Die Geschichte eines Wunderkindes #Uni-Stories

Ein Blick in die Vergangenheit: Jean-Philippe Baratier wird als „Wunderkind von Schwabach“ bezeichnet und war zu seiner Zeit, mit gerade einmal 14 Jahren, der jüngste Magister-Absolvent in Halle.

Zu sehen ist der Ausschnitt aus einem Kupferstich von Johann Georg Wolffgang nach einem Gemälde von Antoine Pesne. Er zeigt Jean-Philippe Baratier mit der römischen Göttin Minerva.

Foto: Ausschnitt aus einem Kupferstich von Johann Georg Wolffgang nach einem Gemälde von Antoine Pesne. Zu sehen ist Jean-Philippe Baratier mit der römischen Göttin Minerva.

Der 9. März 1735 war ein besonderer Tag an der halleschen Universität. 2.000 Menschen sollen damals eine Disputation an der Philosophischen Fakultät verfolgt haben, die Ausführungen zu insgesamt 14 Thesen, die in der Nacht zuvor noch eilig gedruckt wurden. Das Besondere war nicht nur deren breites Themenspektrum – von Astronomie und Theologie bis hin zu philosophischen Fragen. Es war vor allem das Alter des Vortragenden: Jean-Philippe Baratier war gerade einmal 14 Jahre alt und erst einen Tag zuvor an der Uni immatrikuliert und examiniert worden.

Die Geschichte des „Wunderkindes“, das seinerzeit in der Gelehrtenwelt für enorme Aufmerksamkeit sorgte, wurde in den letzten Tagen wieder häufiger erzählt. Nicht ohne Grund: Sein Geburtstag jährte sich am 19. Januar schon zum 300. Mal.

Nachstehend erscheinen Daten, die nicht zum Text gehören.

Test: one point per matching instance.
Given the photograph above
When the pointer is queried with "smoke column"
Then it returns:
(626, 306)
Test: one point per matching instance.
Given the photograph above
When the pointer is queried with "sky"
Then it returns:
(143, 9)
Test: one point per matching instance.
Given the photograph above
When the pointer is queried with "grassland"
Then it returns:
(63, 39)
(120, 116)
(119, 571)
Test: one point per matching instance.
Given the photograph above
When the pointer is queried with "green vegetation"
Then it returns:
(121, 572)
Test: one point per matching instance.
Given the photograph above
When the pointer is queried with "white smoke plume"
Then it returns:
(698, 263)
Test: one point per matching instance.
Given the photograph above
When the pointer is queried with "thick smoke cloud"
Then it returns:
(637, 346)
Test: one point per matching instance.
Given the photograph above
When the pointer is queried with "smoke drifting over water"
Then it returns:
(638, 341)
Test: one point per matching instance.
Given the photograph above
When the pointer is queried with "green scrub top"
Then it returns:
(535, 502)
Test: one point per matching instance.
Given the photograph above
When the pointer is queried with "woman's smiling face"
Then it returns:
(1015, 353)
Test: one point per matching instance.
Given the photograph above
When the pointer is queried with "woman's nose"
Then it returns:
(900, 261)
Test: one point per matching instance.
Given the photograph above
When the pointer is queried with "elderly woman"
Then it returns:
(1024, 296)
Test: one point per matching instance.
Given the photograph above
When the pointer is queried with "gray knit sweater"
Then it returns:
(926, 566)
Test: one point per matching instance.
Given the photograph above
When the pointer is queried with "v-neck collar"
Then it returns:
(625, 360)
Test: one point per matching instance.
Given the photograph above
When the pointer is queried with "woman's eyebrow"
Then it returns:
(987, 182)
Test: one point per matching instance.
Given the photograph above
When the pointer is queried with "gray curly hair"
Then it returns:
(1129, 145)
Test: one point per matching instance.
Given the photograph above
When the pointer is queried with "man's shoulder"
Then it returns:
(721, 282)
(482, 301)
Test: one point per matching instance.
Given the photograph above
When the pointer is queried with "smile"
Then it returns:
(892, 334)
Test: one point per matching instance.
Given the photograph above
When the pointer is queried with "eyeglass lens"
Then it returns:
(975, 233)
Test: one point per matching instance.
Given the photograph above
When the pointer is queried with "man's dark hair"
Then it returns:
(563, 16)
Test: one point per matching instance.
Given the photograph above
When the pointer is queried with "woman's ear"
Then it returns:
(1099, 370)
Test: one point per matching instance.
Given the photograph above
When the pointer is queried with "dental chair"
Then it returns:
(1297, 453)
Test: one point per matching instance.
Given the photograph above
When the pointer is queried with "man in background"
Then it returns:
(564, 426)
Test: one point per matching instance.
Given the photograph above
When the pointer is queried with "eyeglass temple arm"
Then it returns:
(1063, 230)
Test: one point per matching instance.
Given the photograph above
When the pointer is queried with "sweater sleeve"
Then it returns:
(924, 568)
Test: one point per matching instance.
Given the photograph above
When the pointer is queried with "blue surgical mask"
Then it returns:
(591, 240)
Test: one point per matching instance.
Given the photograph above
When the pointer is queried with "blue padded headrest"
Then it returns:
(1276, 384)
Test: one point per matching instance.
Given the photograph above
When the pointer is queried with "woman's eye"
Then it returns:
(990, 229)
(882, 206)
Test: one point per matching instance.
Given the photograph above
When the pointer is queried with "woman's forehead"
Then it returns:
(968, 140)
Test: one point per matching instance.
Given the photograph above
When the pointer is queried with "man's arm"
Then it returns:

Im Jahr 1721 wurde Baratier im fränkischen Schwabach als Sohn des Hugenotten-Predigers François Baratier geboren. Bereits mit vier Jahren beherrschte er die deutsche, französische und lateinische Sprache, als Sechsjähriger zudem Griechisch und Hebräisch und wenig später auch Syrisch, Chaldäisch und Arabisch. Fähigkeiten, die insbesondere aufgrund der Netzwerke des Vaters nicht unentdeckt blieben. „Er hat von Anfang an Propaganda für seinen Sohn gemacht“, sagt der Bayreuther Romanist Prof. Dr. Günter Berger, der sich angesichts des Jubiläums in den vergangenen drei Jahren intensiver mit dem Leben Baratiers befasst hat. So habe François Baratier schon einen Artikel über seinen Sprössling in einer fränkischen Regionalzeitung veröffentlicht, als der gerade einmal fünf Jahre alt war. Dank seiner Kontakte zu anderen Hugenotten-Predigern lancierte er zudem Beiträge in der französischsprachigen Zeitschrift „Bibliotèque Germanique“. Dadurch sei bis 1735 in ganz Europa der Name Baratier bekannt gewesen, so Berger. Mit zehn Jahren lernte der junge Baratier als Gast an der Universität Altdorf bei Nürnberg. Bereits als Elfjähriger habe er sein erstes Buch geschrieben, das zwei Jahre später publiziert wurde: eine kommentierte Übersetzung von Reiseberichten des Rabbiners Benjamin von Tudela.

Erstaunter Kanzler

Die Familie Baratier war auf dem Weg nach Stettin, als sie im Frühjahr 1735 in Halle Station machte und Jean-Philippe Baratier mit seinem Vater dem damaligen Uni-Kanzler Johann Peter von Ludewig vorgestellt wurden. Sie unterhielten sich einige Stunden und der Kanzler wurde durch die Gelehrsamkeit des jungen Baratiers derart in Staunen gesetzt, dass er noch am selben Abend beschloss ihn an der philosophischen Fakultät zu examinieren und unentgeltlich promovieren zu lassen. Nach dem Magister-Abschluss reiste die Familie zunächst nach Berlin weiter, wo Baratier einen bedeutsamen Gönner traf: König Friedrich Wilhelm I. Der stattete ihn nicht nur mit finanziellen Mitteln aus, um seine astronomischen Interessen weiterzuverfolgen. Auf Geheiß des Königs konnte die Familie auch nach Halle zurückkehren, wo Baratier mit einem Stipendium Jura studierte und selbst auch Vorlesungen in Astronomie hielt.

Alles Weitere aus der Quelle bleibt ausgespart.